There was no such hesitation from a woman who seemed to be the spokesperson for an organized group of constituents backing Hinkson.
She proudly announced that she and “all the people up in here [her immediate area] belong to Hinkson”, while stressing that their Member of Parliament was a true representative operating at a higher level than Eastmond, his predecessor.
“He is in my opinion what I would consider a true gentleman in terms of representation. He is more advanced than his predecessor,” the middle-aged woman said.
She told Barbados TODAY that Hinkson had fully backed a suggestion by the group of constituents for the establishment of a disaster relief fund for residents, but had made it clear he did not want to be in charge.

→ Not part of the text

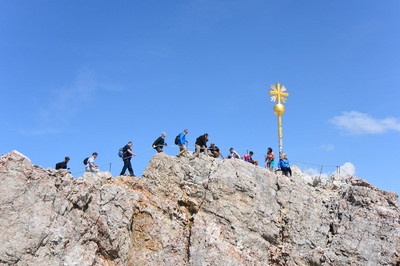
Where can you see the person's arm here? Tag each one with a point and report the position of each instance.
(156, 142)
(130, 151)
(91, 163)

She also said he had a database of all his constituents and calls them on their birthday, a disclosure that was confirmed by a young man in another area of the constituency.
His popularity notwithstanding, Hinkson will have to placate Arden Richards and his close friend Grafton Goodridge, two elderly men who were particularly upset that assistance was not forthcoming to rescue them from their dilapidated homes. Otherwise, they suggested, he would not get their votes.

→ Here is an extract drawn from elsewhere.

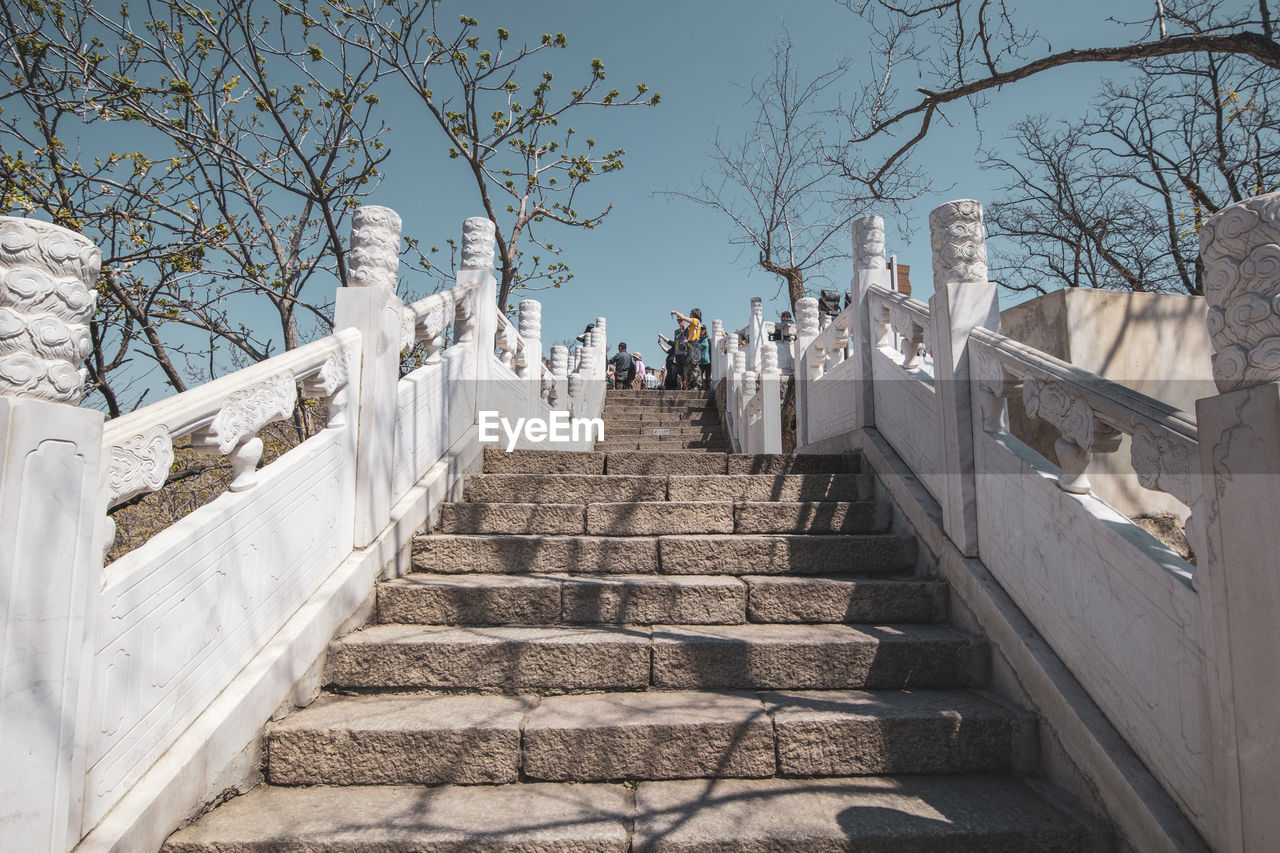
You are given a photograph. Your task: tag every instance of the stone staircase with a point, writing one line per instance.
(656, 651)
(661, 420)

Over in The Garden, all but two of the respondents pronounced their approval of the BLP parliamentary representative.
David Barnes, Ruby Mayers and Karen Haynes, along with three young men on the block who called themselves Mr Prince, Bard and Mauby, said they were in Hinkson’s corner all the way.
Not so vocal was a father of four and grandfather of 11, who did not give his name, nor would he say who would get his vote, even though he gave a strong hint.
“This Government is not doing anything for the young people,” he said.
Such is the challenge that Husbands faces, that the only person who admitted to having voted for the DLP in the past, a man who gave his name only as Rupert, now had second thoughts about the ruling party.
Rupert said he was undecided, and “I waiting to see how things going”.